Scripted data sources are for advanced ETL implementers who have experience writing Pentaho Kettle scripts and using the Spoon UI. For more information about Pentaho Kettle and Spoon, including extensive documentation and tutorials, please see the Pentaho wiki at http://wiki.pentaho.com.

To set up a scripted data source, follow these steps:

  1. Access the Data Designer by going to Integration > Data Designer.

  2. In the Data Source folder in the Component Library on the right side of the screen, click Create New Data Source.
    The Create New dialog box appears.

  3. Select Scripted Data Source as the data source type and enter a name for the data source

  4. Click Create.
    The center area of the screen displays your new data source’s settings and other information, as shown below.
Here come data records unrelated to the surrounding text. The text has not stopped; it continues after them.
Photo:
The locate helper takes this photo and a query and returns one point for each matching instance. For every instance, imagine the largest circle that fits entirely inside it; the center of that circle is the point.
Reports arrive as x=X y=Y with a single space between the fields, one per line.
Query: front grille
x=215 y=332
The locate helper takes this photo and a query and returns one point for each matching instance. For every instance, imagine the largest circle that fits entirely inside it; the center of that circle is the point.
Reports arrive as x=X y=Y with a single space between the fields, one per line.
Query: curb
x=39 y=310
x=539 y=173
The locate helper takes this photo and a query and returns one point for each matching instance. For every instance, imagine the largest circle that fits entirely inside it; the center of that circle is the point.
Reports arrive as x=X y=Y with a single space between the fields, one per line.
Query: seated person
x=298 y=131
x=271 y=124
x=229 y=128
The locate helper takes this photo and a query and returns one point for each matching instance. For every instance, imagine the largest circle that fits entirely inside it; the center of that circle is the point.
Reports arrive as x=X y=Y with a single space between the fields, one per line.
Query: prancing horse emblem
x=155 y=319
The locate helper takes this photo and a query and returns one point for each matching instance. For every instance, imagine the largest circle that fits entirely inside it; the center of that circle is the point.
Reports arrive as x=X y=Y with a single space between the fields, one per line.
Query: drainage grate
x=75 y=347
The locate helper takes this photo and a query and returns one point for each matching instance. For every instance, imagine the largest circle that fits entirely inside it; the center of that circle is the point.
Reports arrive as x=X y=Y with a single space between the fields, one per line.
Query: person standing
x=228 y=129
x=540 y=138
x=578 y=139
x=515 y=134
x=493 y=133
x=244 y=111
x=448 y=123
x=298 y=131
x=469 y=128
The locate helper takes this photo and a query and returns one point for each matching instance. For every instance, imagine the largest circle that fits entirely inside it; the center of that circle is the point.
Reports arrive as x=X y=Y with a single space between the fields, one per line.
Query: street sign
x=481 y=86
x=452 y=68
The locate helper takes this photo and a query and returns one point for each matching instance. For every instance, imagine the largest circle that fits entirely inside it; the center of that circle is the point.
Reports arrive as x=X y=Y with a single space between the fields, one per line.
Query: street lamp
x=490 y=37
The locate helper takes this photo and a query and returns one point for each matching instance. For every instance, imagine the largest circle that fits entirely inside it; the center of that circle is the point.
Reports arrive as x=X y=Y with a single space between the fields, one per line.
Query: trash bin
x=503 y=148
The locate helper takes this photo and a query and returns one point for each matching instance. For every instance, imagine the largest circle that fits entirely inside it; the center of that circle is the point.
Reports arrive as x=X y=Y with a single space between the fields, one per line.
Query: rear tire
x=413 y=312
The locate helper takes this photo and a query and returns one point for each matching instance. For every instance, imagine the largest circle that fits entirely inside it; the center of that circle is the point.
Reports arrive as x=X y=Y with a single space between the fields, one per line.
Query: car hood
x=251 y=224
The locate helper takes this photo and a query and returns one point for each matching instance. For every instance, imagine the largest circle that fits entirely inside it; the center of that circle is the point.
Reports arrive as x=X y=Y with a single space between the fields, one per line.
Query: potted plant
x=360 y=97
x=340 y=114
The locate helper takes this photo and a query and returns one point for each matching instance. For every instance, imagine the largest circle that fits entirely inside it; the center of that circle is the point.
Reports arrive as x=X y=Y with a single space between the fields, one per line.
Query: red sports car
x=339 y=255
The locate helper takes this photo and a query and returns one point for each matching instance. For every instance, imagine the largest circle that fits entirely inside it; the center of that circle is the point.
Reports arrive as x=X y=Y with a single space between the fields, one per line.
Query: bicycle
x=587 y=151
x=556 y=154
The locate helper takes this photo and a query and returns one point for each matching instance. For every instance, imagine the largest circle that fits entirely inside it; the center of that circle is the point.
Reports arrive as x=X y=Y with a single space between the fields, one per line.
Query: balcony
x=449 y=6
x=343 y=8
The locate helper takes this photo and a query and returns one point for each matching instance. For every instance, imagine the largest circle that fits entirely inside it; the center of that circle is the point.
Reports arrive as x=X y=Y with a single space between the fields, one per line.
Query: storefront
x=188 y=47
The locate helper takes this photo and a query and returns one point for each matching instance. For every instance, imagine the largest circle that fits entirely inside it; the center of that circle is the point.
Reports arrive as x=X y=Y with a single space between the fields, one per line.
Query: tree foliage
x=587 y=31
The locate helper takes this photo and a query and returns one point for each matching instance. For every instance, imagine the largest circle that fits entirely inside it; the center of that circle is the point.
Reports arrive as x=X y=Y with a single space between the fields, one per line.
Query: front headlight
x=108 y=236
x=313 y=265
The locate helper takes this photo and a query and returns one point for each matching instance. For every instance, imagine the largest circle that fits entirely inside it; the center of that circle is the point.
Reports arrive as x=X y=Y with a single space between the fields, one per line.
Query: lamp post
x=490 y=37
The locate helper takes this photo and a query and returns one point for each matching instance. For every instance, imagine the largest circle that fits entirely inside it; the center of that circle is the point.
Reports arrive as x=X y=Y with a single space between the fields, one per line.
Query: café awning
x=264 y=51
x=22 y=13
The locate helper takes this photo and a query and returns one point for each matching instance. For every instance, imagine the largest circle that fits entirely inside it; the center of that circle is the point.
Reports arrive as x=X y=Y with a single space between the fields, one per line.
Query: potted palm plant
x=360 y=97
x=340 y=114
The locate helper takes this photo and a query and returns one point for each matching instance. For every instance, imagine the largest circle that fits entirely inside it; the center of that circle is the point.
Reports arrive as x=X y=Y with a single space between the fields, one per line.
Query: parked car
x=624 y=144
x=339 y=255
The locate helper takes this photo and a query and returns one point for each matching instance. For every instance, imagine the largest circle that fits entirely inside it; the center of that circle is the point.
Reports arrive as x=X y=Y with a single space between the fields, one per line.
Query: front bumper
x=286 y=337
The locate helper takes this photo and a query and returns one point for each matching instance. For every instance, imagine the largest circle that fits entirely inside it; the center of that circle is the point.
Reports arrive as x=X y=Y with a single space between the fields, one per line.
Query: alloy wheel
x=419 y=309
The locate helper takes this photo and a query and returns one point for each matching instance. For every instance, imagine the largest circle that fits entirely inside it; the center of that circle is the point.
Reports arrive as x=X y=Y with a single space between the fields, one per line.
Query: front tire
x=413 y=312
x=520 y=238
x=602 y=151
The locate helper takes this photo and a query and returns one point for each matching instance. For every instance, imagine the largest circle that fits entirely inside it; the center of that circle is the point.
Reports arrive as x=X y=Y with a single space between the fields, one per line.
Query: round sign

5. Enter the data source’s information:

  • Associated Agent: Select the agent from the drop-down list.
  • Entry Point: Select an entry point from the drop-down list. The entry point is an ETL script on the system. (You can edit or change this later.)
  • Log Level: Select a log level from the drop-down list to specify the detail for the logging for this data source. Your options are:
  • Error: Only logs serious errors.
  • Info: Logs all basic information, such as when the data source was updated.
  • Verbose: Provides very detailed information about all phases and actions. (This level is used primarily for debugging or auditing, as it may produce more log information than is practical for typical use.)
  1. Click Save on the Actions menu.

Starting Spoon

After you have saved the basic information for the scripted data source, you can start Spoon, the ETL script editor, work with the script, and add tables to the scripted data source.

To view and edit the script, follow these steps:

  1. From the Windows Start Menu, click All Programs.

  2. Open the Adaptive Data Agent folder.

  3. Click Adaptive Script Editor.
    After a Pentaho splash screen and a startup tip, the Spoon screen appears, as shown below.


  1. Enter your Adaptive Integration login email and password and click Login Now/Refresh Tenant List.

  2. Select the tenant from the drop-down list. (There is usually only one tenant.)
    Spoon refreshes the tenant list.

  3. Select the agent you are using for this data source from the drop-down list.
    Spoon refreshes the agent list.

  4. Select the scripted data source you just created from the drop-down list in Edit Script.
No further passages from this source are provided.